Homework 1: Prerequisite
Goals
Homework 1 is meant to give you a concrete understanding of the prerequisites for this class. If you find these challenging, you should reach out to the TA to brush up on these topics.
Q1 - Loading data and applying functions
Please calculate the following statistics for the noise complaints from the dataset graffiti_vs_noise_by_zip_2018.csv
on Canvas. You do not need to submit your code but please round the answer to the 5th decimal.
- The mean
- The sample standard deviation (with the n-1 adjustment)
- The mean for zip codes between 11000 and 11500 (inclusive, i.e. including 11000)

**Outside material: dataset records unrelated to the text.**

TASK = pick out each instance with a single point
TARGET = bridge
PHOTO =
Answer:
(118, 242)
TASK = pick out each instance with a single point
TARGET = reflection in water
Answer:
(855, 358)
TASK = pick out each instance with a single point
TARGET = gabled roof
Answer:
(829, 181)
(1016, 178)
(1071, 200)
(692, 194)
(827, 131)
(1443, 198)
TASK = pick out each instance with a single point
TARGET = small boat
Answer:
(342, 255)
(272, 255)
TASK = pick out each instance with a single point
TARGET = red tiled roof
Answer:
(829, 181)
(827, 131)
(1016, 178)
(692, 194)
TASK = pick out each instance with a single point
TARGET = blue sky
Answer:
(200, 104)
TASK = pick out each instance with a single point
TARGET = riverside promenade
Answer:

- The sample standard deviation for zip codes between 11000 and 11500
Q2 - Reviewing definitions
Please express \(Var(X + Y)\) using \(Var(X)\), \(Var(Y)\), and \(Cov(X, Y)\).
Q3 - Probability review
Imagine I have a coin with \(P(coin toss = Heads) = p\), write down the probability that I have k
heads after tossing the coin n
times.
Q4 - Calculus review in finding maximums
Continuing Q3, what value of p
would maximize the probability above? Please express the answer in terms of k
and n
.
Q5 - Logic review
Small reminder, 2 distributions can be the same type of distribution but may not be the same distribution if they do not share the same set of parameters.
- True/False, if the means are the same between two distributions, they must be the same distribution. No proof necessary.
- True/False, if the means are different between two distributions, they must be different distributions. No proof necessary.
Q6 - Algebra with random variables
Let \(Y = f(X)\) where \(X\) is a random variable with \(SD(X)>0\), please mathematically write down a solution for \(f()\) such that \(E(Y)=0\) and \(SD(Y)=1\).
Q7 - Simulation and hypothesis testing review
- Please write the code that would simulate 100 data points from a random variable \(X\sim Normal(0, 1^2)\) and another 50 data points from a random variable \(Y\sum Normal(0.1, 1.1^2)\).
- Pretending we do not know the parameters used to generate the data, please construct the 87% confidence interval for the expectation of X using the data you simulated. Please show your code.
- Use at most 2 sentences to explain why we should “pretend we do not know the parameters used to generate the data” when constructing the confidence interval?
- Pretending that we do not know the parameters used to generate the data, we want to test the idea whether the expectation of X is the same as the expectation of Y.
- What is your null hypothesis?
- Please write the code that would calculate the p-value from a 2 sample t-test that does not assume the variances are identical. Remember to report your p-value.